As for the prose with which all of this is rendered, I found it rather inconsistent. It starts out quite nicely, with this description of your experience of revival:

"When I wake up, I can taste the river in my throat. I’m laying in a glade, which seems unkissed by the sun and yet somehow still lit. The trees have cobalt leaves and the thicket is so dense that it obscures any kind of sky."

That’s quite nice! There’s also a sex scene which, impressively, isn’t terrible or cringe-inducing (though it does seem to indicate a major departure from the original myth, given that Isis famously couldn’t find one specific bit when she was stitching Osiris back together…) But there are some bits where the attempt to bring in a slight noir tone leads to comedy:

"I can scarcely believe it. Dead? And chopped into pieces? It didn’t exactly sound like an accident."

The text also boasts a fair number of typos and spelling errors, most of which are forgivable (it’s for its, that sort of thing), but there were still enough of them to occasionally take me out of the story.

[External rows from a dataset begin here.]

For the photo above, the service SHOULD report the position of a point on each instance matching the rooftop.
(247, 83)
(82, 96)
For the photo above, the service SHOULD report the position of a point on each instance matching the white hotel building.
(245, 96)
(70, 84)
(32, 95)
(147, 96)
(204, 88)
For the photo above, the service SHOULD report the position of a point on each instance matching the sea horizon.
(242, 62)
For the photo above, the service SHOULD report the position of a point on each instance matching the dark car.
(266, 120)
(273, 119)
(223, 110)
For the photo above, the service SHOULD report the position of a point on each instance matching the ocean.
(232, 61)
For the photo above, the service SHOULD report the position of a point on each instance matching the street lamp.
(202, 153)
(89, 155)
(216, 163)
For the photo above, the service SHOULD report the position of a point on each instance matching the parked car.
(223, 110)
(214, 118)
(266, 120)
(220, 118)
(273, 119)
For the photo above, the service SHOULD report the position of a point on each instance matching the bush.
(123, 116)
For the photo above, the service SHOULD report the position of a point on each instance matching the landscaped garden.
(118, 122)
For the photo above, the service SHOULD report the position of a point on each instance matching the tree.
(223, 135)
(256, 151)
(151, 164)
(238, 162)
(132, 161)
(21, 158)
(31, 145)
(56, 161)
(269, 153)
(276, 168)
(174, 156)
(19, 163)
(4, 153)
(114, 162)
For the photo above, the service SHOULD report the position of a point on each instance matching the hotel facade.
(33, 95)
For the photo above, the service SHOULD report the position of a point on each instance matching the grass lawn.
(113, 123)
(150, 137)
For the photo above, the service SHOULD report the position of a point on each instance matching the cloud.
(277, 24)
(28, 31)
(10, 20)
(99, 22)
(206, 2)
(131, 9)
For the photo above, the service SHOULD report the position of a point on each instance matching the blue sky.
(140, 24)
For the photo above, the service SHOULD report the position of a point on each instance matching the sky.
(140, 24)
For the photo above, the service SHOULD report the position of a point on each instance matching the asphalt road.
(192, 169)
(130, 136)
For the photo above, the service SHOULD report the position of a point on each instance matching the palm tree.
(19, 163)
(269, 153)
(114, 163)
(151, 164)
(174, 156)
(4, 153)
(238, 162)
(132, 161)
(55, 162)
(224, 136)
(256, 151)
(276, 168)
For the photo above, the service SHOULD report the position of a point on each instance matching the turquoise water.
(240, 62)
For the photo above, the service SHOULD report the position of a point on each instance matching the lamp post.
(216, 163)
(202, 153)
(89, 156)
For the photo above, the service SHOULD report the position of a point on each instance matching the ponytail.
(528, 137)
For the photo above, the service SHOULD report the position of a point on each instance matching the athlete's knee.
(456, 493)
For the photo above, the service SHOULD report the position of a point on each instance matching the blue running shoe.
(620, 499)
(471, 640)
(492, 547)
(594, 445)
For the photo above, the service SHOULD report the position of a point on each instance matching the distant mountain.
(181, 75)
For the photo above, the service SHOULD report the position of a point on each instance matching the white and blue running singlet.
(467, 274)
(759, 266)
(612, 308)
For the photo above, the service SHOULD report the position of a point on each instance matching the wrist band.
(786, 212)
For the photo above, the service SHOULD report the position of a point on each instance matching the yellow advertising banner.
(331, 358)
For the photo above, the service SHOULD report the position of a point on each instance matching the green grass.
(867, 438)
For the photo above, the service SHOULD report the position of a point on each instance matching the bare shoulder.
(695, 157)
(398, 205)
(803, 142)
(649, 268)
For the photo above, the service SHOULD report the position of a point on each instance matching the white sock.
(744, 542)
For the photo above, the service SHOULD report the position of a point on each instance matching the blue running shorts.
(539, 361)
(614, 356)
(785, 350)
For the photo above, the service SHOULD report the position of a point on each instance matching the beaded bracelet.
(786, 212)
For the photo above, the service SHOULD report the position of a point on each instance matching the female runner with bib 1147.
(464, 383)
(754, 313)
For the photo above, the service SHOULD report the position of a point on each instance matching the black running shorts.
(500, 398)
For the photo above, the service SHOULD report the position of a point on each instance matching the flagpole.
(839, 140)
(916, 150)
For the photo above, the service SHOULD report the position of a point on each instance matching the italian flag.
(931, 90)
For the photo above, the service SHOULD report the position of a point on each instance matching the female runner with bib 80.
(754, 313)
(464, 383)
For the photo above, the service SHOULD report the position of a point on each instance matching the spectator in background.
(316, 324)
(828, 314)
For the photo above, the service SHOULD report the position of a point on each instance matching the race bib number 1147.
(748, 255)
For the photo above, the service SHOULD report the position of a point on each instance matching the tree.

So it’s all solid enough and engaging on its own terms, but I still found myself slightly checked out for the first three-quarters or so of the game. The trouble is that per the myth, I knew perfectly well who the perpetrator was, and the game doesn’t work very hard to hide the ball. So while running around and ticking the boxes on my investigative checklist was all well and good, none of the conversations really told me anything I didn’t already know, and again, Detective Osiris doesn’t make you jump through any hoops to obtain these somewhat-underwhelming clues. On the one hand, it was nice that the game didn’t require me to play dumb; on the other hand, that means this murder-mystery isn’t very mysterious.

But then the game did something unexpected, throwing in a twist I didn’t see coming at all. I’m not convinced it fully holds together – and it’s certainly not very well seeded in the previous section of the game, further undermining any claim Osiris has to being a detective – but it is reasonably clever and reinterprets the myth in a new way. It’s not going to replace the original, of course, and I do think the game maybe skews too faithful in the early going before getting too radical in the end, where a more consistent approach would have worked better. Even so, Detective Osiris still averages out to a novel-but-not-too-novel take that makes it through adaptation’s peril-filled strait only a bit worse for wear.